Domestication is, in many circumstances, far preferable to registering an LLC or corporation as a foreign entity, especially where the LLC or corporation has permanently moved its operations and will not be returning to the prior state in the near future.
Some attorneys, unfortunately, confuse their clients by recommending a foreign entity registration in the new state, or worse, a merger, where a redomestication™ would have accomplished the goals of moving their business to a new state efficiently and effectively.
The top seven benefits of moving your company (LLC, corporation, or partnership) to a new state via redomestication™ to transfer your business include:
- Maintaining your existing federal employer identification number, eliminating the tax headaches of forming a new company or transferring assets between companies (and inadvertently triggering a hefty tax bill from the IRS) when you move your business to a new state;
- Keeping your existing business credit history and track record, safeguarding your reputation with clients, vendors, and creditors when moving your LLC or corporation to a new state;
- Continuing your existing business name (in almost every case), protecting your most important assets when moving your company to a new state: your brand, reputation, and time you have already invested in search engine optimization;
- Maintaining your existing contracts with customers and vendors because moving your business to a new state via redomestication™ does not create a new company: it maintains your existing company, saving you dozens (or even hundreds) of hours re-writing (and re-negotiating) contracts and changing banks;
- Eliminating the need to continue paying registration fees and taxes in your prior state (assuming you have discontinued your operations there and have permanently relocated to a new state), potentially saving you tens of thousands of dollars (or more) in state taxes every quarter when you move your business to a new state;
- Avoiding unnecessary IRS scrutiny because moving your LLC or corporation to a new state via redomestication™ is a tax-free transaction under the Internal Revenue Code; and
- Reducing the amount of time you spend on administrative filings, saving you untold hours annually, by moving your company to a new state.

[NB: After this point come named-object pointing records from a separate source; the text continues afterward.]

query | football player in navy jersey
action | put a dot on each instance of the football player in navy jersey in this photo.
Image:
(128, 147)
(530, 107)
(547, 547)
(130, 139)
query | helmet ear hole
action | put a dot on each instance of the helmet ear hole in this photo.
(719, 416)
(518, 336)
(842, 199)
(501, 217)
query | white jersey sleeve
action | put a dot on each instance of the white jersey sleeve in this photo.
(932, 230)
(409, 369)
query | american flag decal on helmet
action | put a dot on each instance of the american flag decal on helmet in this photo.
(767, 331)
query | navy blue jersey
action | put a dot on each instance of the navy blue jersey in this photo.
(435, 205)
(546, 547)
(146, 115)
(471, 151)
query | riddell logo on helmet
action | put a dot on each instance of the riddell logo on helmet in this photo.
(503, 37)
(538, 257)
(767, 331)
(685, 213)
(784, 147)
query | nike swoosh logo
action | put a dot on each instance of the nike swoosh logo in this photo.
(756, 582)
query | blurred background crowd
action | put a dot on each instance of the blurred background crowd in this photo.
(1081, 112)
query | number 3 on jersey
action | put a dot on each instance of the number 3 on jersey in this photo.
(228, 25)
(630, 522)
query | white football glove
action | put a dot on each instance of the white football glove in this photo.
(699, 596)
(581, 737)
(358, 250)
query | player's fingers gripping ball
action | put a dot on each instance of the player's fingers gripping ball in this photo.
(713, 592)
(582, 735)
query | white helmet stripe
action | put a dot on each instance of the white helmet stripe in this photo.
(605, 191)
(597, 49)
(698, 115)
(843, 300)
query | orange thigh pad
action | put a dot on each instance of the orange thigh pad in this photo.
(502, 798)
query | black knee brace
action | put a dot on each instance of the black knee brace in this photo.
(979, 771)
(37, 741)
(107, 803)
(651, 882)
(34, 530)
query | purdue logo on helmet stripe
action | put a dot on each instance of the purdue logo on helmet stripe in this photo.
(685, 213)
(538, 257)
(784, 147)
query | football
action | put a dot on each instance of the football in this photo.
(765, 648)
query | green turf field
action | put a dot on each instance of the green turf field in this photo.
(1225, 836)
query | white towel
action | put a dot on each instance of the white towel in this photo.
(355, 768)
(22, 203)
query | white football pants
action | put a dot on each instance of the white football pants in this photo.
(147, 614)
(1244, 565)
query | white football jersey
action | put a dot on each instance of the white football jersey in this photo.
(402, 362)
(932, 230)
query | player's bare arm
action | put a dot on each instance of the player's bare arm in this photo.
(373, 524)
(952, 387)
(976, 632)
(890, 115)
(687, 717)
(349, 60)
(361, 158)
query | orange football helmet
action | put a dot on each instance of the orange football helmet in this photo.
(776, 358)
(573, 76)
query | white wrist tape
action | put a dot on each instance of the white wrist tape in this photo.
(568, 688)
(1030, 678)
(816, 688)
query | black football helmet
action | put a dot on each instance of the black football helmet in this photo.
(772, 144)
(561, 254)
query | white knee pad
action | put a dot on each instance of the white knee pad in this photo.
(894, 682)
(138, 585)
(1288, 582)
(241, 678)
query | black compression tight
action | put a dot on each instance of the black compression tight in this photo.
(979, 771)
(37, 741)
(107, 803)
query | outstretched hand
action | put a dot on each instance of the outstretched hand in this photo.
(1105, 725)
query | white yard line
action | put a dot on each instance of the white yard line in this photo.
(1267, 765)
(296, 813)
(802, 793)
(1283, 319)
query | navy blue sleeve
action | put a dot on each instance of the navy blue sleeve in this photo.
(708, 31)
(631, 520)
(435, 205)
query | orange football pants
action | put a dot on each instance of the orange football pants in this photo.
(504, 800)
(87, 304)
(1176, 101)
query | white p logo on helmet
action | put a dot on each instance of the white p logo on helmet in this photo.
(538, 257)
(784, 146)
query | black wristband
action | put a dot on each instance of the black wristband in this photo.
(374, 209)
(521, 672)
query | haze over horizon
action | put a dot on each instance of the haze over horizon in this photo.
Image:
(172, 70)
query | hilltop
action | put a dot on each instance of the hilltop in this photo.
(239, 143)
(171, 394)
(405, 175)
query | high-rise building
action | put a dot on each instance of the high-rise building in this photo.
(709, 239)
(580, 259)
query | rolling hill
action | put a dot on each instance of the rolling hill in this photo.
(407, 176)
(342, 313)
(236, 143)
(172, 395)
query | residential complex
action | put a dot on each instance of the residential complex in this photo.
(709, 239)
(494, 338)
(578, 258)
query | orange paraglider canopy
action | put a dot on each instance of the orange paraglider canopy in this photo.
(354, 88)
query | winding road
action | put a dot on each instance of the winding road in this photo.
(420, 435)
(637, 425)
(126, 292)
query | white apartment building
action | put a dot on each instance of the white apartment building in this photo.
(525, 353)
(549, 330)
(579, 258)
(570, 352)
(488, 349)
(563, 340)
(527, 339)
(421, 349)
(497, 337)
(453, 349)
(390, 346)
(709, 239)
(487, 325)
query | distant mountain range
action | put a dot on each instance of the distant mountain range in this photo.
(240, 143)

Before taking the "penny wise and pound foolish" approach of foreign entity registration or spending countless hours and exorbitant legal fees (and possibly taxes) on a merger or merger-gone-wrong to move your company to a new state, ensure you understand your options.
| Redomesticate™ | Foreign Entity | Merge | Dissolve | |
|---|---|---|---|---|
| Need to Continue Paying & Filing Registration Renewals in Former State | ✅ No | ❌ Yes | ⚠️ Varies | ☠️ No, she's dead, Jim. |
| Stop Paying Taxes in the Former State* | ✅ Yes | ❌ No | ⚠️ Varies | ☠️ Tax event.* |
| Initial Complexity | ✅ Low | ⚠️ Varies | ❌ High | ❌ High, when done right. |
| Ongoing Complexity | ✅ Very Low | ❌ High | ❌ High | ☠️ None. All gone. |
| Initial State Filing Costs | ✅ Low | ⚠️ Varies | ❌ High | ⚠️ Varies |
| Timing | ✅ Fast | ⚠️ Varies | ❌ Slow | ⚠️ Varies |
| Legal Fees | ✅ Low | ⚠️ Varies | ❌ $10,000 or more | 🔥 Very high to fix. |
| *While every situation is different and dependent upon tax nexus, redomesticating can be an effective way to reduce or eliminate taxes in a former state in certain circumstances. Ask your CPA for more information. Our firm does not provide tax advice or perform tax work except by separate engagement at an additional charge. | ||||
In most circumstances, redomestication™ (and not a foreign entity registration or costly and complicated merger) is the best route to achieve a change in company domicile to a new state.